Solved – Is graduate level probability theory (Durett) used often in ML, DL research

deep learningmachine learningmathematical-statisticsprobability

I am interested in machine learning; I have a particular liking for RNNs. I have coursework in some areas of computer science, e.g., data mining, optimization for ML algorithms, deep learning, and an undergraduate degree in mathematics. I have been applying ML algorithms for a while. I have some coursework in basic probability theory; enough to understand the sections in Goodfellow's Deep Learning book. I understand how most cost functions are related to probability density functions.

I was wondering; I am interested in deep learning with medical applications. Should I take a graduate level statistics course in Probability Theory that follows Durrett's textbook, or should I, for example, dive into Deep Learning papers and textbooks.
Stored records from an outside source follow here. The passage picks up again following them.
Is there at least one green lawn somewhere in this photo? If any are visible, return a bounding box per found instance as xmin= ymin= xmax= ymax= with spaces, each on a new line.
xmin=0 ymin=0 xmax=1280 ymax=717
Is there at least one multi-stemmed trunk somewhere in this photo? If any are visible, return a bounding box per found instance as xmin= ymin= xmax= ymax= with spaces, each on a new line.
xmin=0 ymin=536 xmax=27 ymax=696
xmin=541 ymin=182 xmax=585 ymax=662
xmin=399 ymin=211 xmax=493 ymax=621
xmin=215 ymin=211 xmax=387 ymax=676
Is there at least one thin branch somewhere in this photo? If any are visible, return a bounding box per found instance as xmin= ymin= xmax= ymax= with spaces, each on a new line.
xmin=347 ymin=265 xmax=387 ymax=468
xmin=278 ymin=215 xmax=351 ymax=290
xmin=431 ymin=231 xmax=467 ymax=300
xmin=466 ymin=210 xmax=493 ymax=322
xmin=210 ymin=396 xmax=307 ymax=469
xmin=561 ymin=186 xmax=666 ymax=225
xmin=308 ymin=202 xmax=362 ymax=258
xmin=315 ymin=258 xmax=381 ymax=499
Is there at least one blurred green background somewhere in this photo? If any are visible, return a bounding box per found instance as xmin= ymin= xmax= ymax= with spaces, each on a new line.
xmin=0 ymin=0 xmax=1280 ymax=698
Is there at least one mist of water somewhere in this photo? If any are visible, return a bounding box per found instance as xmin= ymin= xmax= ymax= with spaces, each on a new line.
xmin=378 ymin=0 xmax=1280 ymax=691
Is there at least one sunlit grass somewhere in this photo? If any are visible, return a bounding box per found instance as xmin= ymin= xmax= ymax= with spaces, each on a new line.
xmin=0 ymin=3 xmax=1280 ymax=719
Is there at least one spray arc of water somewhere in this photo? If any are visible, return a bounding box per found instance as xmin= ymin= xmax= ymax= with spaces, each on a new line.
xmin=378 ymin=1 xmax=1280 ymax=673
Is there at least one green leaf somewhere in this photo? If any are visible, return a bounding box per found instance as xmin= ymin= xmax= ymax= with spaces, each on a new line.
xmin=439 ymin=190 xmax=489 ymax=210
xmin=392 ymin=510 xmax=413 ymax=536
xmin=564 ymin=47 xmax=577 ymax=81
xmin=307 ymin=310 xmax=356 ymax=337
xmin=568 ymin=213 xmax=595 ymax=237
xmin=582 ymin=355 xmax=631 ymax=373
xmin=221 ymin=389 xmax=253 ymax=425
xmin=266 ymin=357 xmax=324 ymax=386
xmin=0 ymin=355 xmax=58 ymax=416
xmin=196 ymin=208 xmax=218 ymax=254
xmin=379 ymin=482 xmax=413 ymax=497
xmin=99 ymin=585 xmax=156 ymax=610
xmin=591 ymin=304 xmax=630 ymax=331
I was wondering if anyone could tell me what to do or, because this might be closed with such an opinion-based request, provide examples of how probability theory was (a) absolutely necessary in their own study (either making new algorithms or reading how others did) of machine or Deep Learning or (b) seemed to kind of be extra (for example, I feel this way to some extent about real analysis now; I took it a long time ago and although it increased my mathematical maturity, it is calculus I use constantly to backpropagate errors, not analysis, for example; it is possible to conceptualize and even develop learning algorithms only having intuitions about calculus and not having riogrous proofs such as those found in analysis). Don't get me wrong, I enjoyed analysis and would love to take all the courses I can, but my funding is eventually going to run out and I am expected to go into depth into a subject.

For example, I recently attended a conference with a very interesting presentation on RNNs that were using as input samples from Gaussian Processes used to model the missing data. It was designed by a statistician who presumably had Probability Theory. I would also like to design such pipelines. Btw, I am certainly taking graduate level Statistical Inference (this has been enthusiastically recommended twice by friends in statistics, while graduate level probability theory has been either dis-recommended or recommended without enthusiasm).

I hope this is specific enough, else happy to migrate to academia stack exchange.

Best Answer

As a statistics PhD student studying Bayesian deep learning and Gaussian processes, I have found it useful to be familiar with probability. I do not directly use the results for now because I am working on applied problems, but a lot of the theoretical work I look at is based on nonparametric techniques such as Gaussian or Dirichlet processes and those techniques are shown to have some properties using probability and functional analysis. Look for textbooks by Aad van der Vaart if you'd like an (extreme) example.

In other words, knowing probability theory opens up a lot of statistical literature for you to peruse.

If you care more about classification rates and less about uncertainty quantification, it might not be worth your time to get into the statistics. But then, if you are doing a logistic regression and the prediction of cancer for subject X is "1" (vs "0"), you might want to know how much confidence to place in that classification.